Abstract

Dominant-negative mutations in the transcription factor Growth Factor Independence-1B (GFI1B), such as GFI1B^Q287*, cause a bleeding disorder characterized by a plethora of megakaryocyte and platelet abnormalities. The deregulated molecular mechanisms and pathways are unknown. Here we show that both normal and Q287* mutant GFI1B interacted most strongly with the lysine specific demethylase-1 - REST corepressor - histone deacetylase (LSD1-RCOR-HDAC) complex in megakaryoblasts.
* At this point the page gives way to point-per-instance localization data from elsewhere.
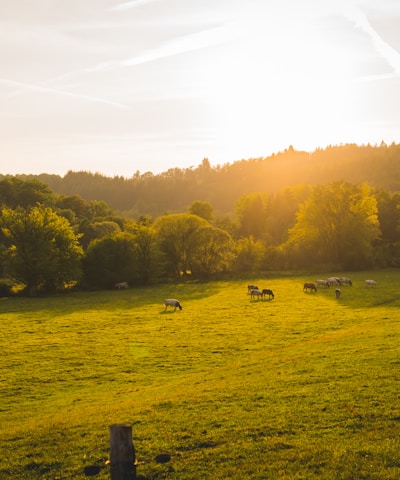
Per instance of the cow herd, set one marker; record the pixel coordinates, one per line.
(259, 294)
(335, 282)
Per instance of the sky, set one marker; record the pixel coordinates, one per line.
(118, 87)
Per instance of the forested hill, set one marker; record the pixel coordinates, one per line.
(222, 185)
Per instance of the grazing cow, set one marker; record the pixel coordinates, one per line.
(255, 292)
(309, 286)
(172, 302)
(334, 281)
(269, 292)
(251, 287)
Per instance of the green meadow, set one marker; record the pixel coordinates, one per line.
(304, 386)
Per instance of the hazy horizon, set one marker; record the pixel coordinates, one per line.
(114, 87)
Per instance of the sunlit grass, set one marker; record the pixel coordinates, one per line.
(303, 386)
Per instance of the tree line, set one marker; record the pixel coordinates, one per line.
(174, 190)
(50, 242)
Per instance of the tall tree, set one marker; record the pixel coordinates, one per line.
(202, 209)
(176, 238)
(109, 260)
(213, 251)
(336, 225)
(42, 248)
(251, 214)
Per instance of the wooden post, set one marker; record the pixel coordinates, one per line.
(122, 453)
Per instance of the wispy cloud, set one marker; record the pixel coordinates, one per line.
(132, 4)
(187, 43)
(386, 51)
(43, 89)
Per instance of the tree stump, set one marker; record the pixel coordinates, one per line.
(122, 453)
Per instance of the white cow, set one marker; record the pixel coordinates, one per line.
(172, 302)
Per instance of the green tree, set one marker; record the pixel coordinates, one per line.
(251, 214)
(43, 251)
(203, 210)
(337, 225)
(147, 254)
(176, 238)
(110, 260)
(213, 251)
(249, 254)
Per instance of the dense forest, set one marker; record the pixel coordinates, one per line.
(335, 209)
(174, 190)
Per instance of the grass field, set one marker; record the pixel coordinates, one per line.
(305, 386)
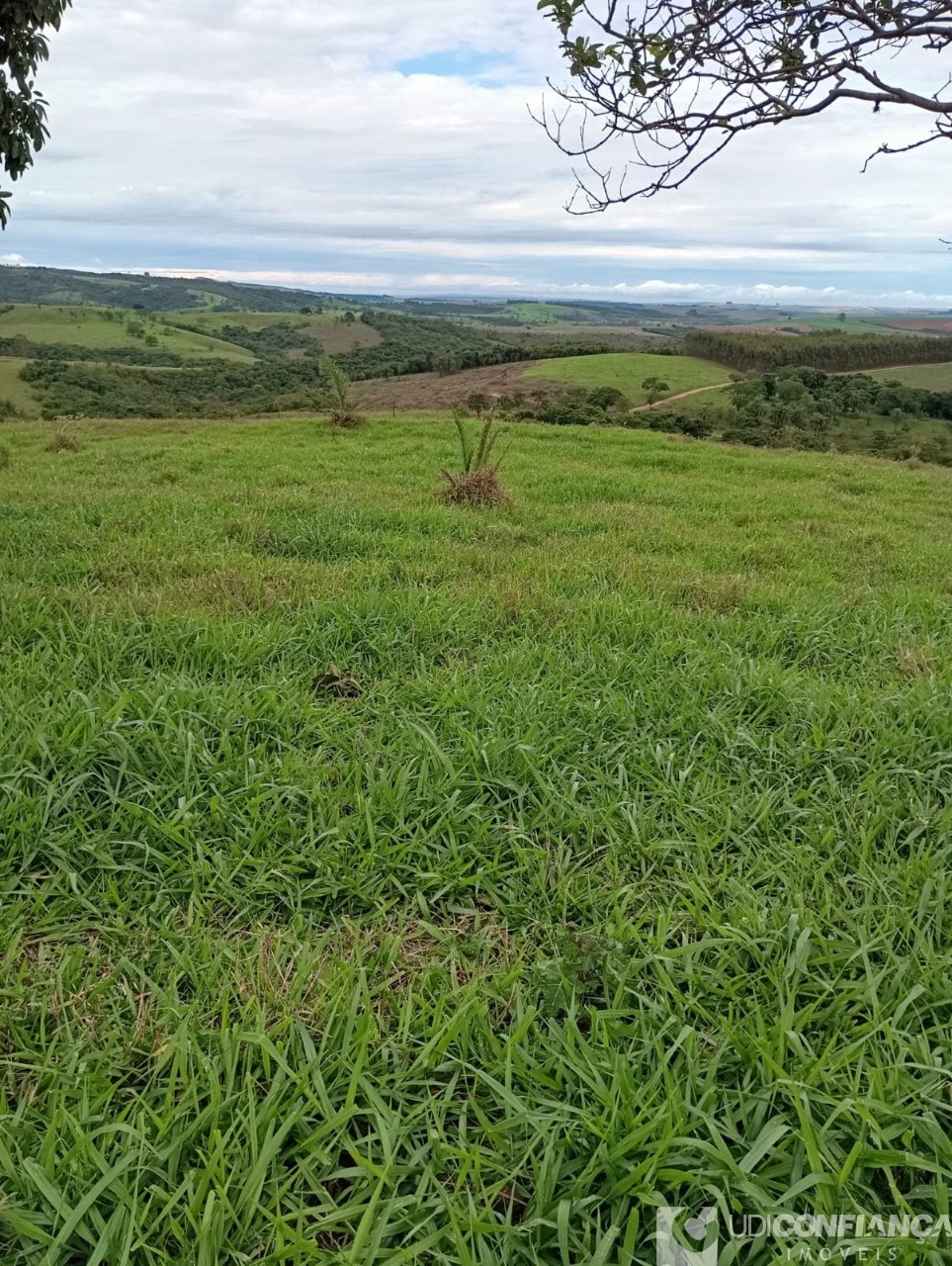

Sequestration of this complex by GFI1B^Q287* and chemical separation of GFI1B from LSD1 induced abnormalities in normal megakaryocytes comparable to those seen in patients. Megakaryocytes derived from GFI1B^Q287*-induced pluripotent stem cells also phenocopied abnormalities seen in patients. Proteome studies on normal and mutant-induced pluripotent stem cell-derived megakaryocytes identified a multitude of deregulated pathways downstream of GFI1B^Q287* including cell division and interferon signaling. Proteome studies on platelets from GFI1B^Q287* patients showed reduced expression of proteins implicated in platelet function, and elevated expression of proteins normally downregulated during megakaryocyte differentiation. Thus, GFI1B and LSD1 regulate a broad developmental program during megakaryopoiesis, and GFI1B^Q287* deregulates this program through LSD1-RCOR-HDAC sequestering.